In Japan, the Nikkei 225 was down 1.25% at 27,652.74, as the yen strengthened 0.28% on the dollar to last trade at JPY 109.76.
Of the major components on the benchmark index, automation specialist Fanuc was down 3.83%, fashion firm Fast Retailing lost 1.11%, and technology conglomerate SoftBank Group was off 1.86%.
The broader Topix index was 1.3% firmer by the end of trading in Tokyo, settling at 1,907.13.
On the mainland, the Shanghai Composite was off 0.01% at 3,539.12, and the smaller, technology-heavy Shenzhen Composite slipped 0.07% to 2,452.32.
South Korea’s Kospi was 1% weaker at 3,244.04, while the Hang Seng Index in Hong Kong was down 1.84% at 27,489.78.
The blue-chip technology stocks were on the back foot in Seoul, with Samsung Electronics down 1% and SK Hynix losing 2.06%.
Oil prices were lower at the end of the Asian day, with Brent crude last down 2.12% at $72.03 per barrel, and West Texas Intermediate losing 2.26% to $70.19.
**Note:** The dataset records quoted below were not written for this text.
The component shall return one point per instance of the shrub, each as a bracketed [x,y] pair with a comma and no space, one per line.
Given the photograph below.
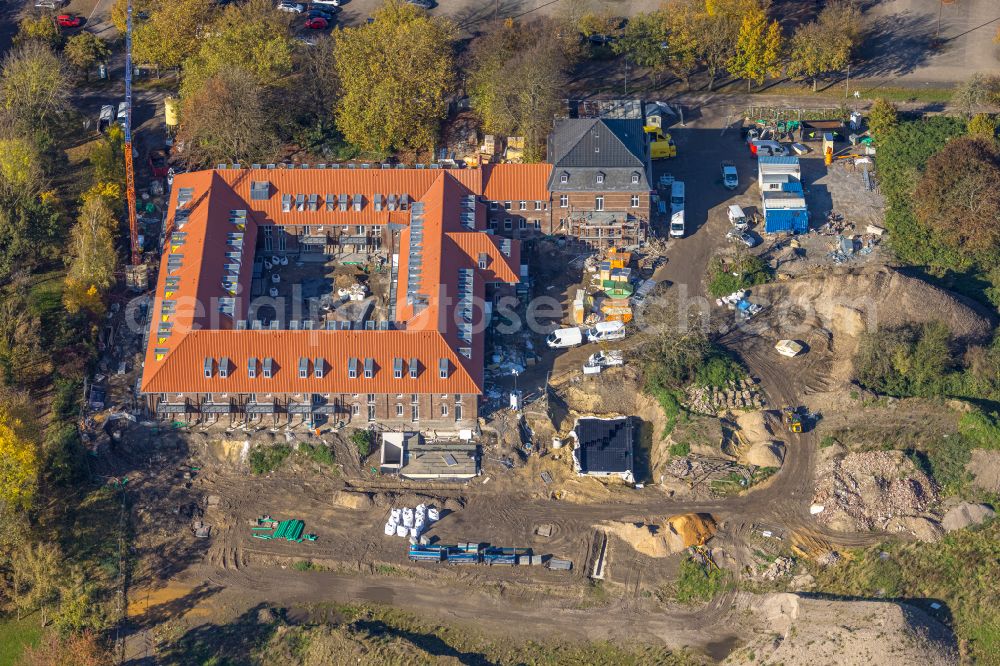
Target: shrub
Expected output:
[264,459]
[699,582]
[320,453]
[362,439]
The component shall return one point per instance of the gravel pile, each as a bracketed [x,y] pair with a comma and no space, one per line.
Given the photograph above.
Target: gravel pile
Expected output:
[866,490]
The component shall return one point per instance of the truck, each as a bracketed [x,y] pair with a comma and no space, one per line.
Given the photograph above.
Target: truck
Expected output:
[606,330]
[730,177]
[677,209]
[565,337]
[661,145]
[597,362]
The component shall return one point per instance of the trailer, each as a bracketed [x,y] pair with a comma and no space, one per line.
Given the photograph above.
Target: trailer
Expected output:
[419,553]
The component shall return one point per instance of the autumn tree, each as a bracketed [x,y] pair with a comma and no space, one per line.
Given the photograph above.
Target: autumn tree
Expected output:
[881,119]
[229,119]
[645,41]
[92,257]
[758,48]
[254,37]
[19,442]
[41,29]
[514,84]
[395,75]
[977,91]
[825,45]
[84,50]
[958,198]
[33,85]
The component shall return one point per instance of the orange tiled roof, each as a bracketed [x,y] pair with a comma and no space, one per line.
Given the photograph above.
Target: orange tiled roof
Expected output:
[429,330]
[516,182]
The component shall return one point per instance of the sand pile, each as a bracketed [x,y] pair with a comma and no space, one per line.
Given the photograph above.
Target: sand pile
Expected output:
[848,301]
[678,533]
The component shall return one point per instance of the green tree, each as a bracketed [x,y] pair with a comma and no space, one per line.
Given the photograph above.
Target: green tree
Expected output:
[958,199]
[395,75]
[92,257]
[229,119]
[514,84]
[174,31]
[978,91]
[882,118]
[33,85]
[825,45]
[41,29]
[646,42]
[983,125]
[253,36]
[758,48]
[84,50]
The fall in prices for the thick black stuff came after OPEC and allies agreed on Sunday to gradually end production cuts of 5.8 million barrels per day by September 2022.
A statement from OPEC+ following the agreement said the planned increases in supply would begin in August.
“Crude prices have slumped into a five-week low despite an agreement between Saudi Arabia and the United Arab Emirates over production levels, with markets finally gaining greater certainly after the recent breakdown in talks,” said IG senior market analyst Joshua Mahony.
“The deal allows for a 400,000 barrels per day increase starting next month, with the UAE allowance upped to 3.5 million barrels per day.
“Some had seen the breakdown in OPEC+ talks as the basis for an extended period of depressed production, yet it appears we will be seeing the group steadily increasing output in a bid to balance the energy market.”
In Australia, the S&P/ASX 200 lost 0.85% to 7,286.00, while across the Tasman Sea, New Zealand’s S&P/NZX 50 was 0.17% lower at 12,652.09.
The down under dollars were weaker against the greenback, with the Aussie last off 0.53% at AUD 1.3579, and the Kiwi retreating 0.5% to NZD 1.4348.